Hackathon Spotlight Vol. 03: Building Trust in Vector Spaces with Verifiable Nearest-Neighbor Search

Aligned Layer

12 Feb 2025 — 5 min read

How can we be sure that a vector database returns the truly best match? This hackathon project by Erhan uses verifiable computation and zero-knowledge proofs to mathematically guarantee the accuracy of nearest neighbor searches, enabling more transparent and trustworthy AI-powered applications.

The Semantic Revolution

Semantic generally refers to the meaning or interpretation behind words, phrases, symbols, or any data. In computing, especially in areas like natural language processing, “semantic” focuses on understanding the contextual and conceptual meaning behind text. This helps machines (and people) better understand and respond to language in a more human-like, meaningful way.

At the core of modern AI lies semantic understanding, the ability to go beyond words or raw data to uncover real, contextual meaning. This is where vector embeddings come into play, translating text, images, and even audio into dense, high-dimensional representations that capture their deeper significance. With the right infrastructure, specifically vector databases, we can efficiently store, search, and verify these embeddings at scale.

Vector Databases: Storing High-Dimensional Vectors for Fast Similarity Search

Vector databases focus on storing and retrieving vector embeddings, which are high-dimensional representations of data (e.g. from machine learning models). Rather than matching exact words or fields, these databases use vector similarity search (like Euclidean or cosine distance) to find items that are closest in meaning or features.

This approach powers applications like recommendation systems, semantic search, and anomaly detection by quickly identifying the items most relevant to a user’s query or context, all in real-time, at scale.

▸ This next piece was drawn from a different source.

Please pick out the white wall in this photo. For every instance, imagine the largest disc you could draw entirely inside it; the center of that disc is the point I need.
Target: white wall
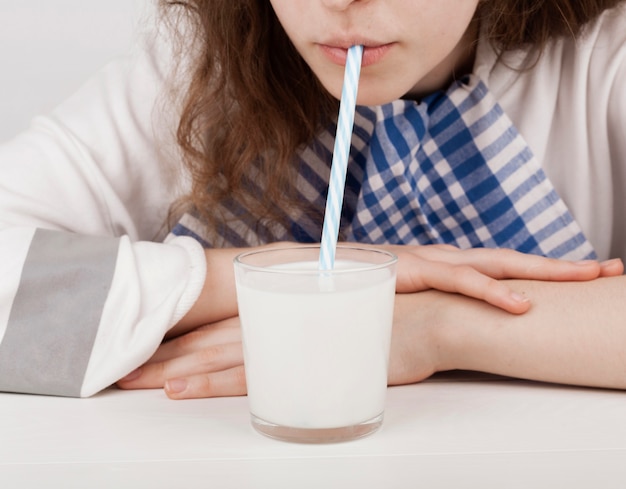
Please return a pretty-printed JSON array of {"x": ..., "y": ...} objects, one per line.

Vector Embeddings: The Foundation of Semantic Understanding

Vector embeddings are numerical representations of data, text, images, audio, or any input that capture the key features and context in a way that similar items cluster together in the embedding space. By creating these dense, high-dimensional vectors (using neural networks or other ML techniques), we can move beyond simple keyword matching to uncover deeper, more meaningful relationships among data.

Whether it’s semantic search, recommendations, clustering, or cross-modal tasks, embeddings power many of today’s most advanced AI applications. And to handle the scale and speed required for embedding-based queries, specialized vector databases like Pinecone, provide the infrastructure needed to store, index, and query these representations.

Building Trust in Vector Spaces

In many AI-driven applications, whether it’s a recommendation system, a semantic search engine, or an anomaly detection tool, vector databases are at the heart of the process. They store high-dimensional embeddings that represent the meaning of text, images, or other data. By quickly comparing and retrieving nearest neighbors, these databases deliver powerful insights and results in real-time.

💡

Check out this blog post by LambdaClass to get a deeper understanding of AI!

But how can we trust that the “nearest neighbor” an application returns is truly the best match? Could there be a hidden agenda or a manipulation behind the scenes?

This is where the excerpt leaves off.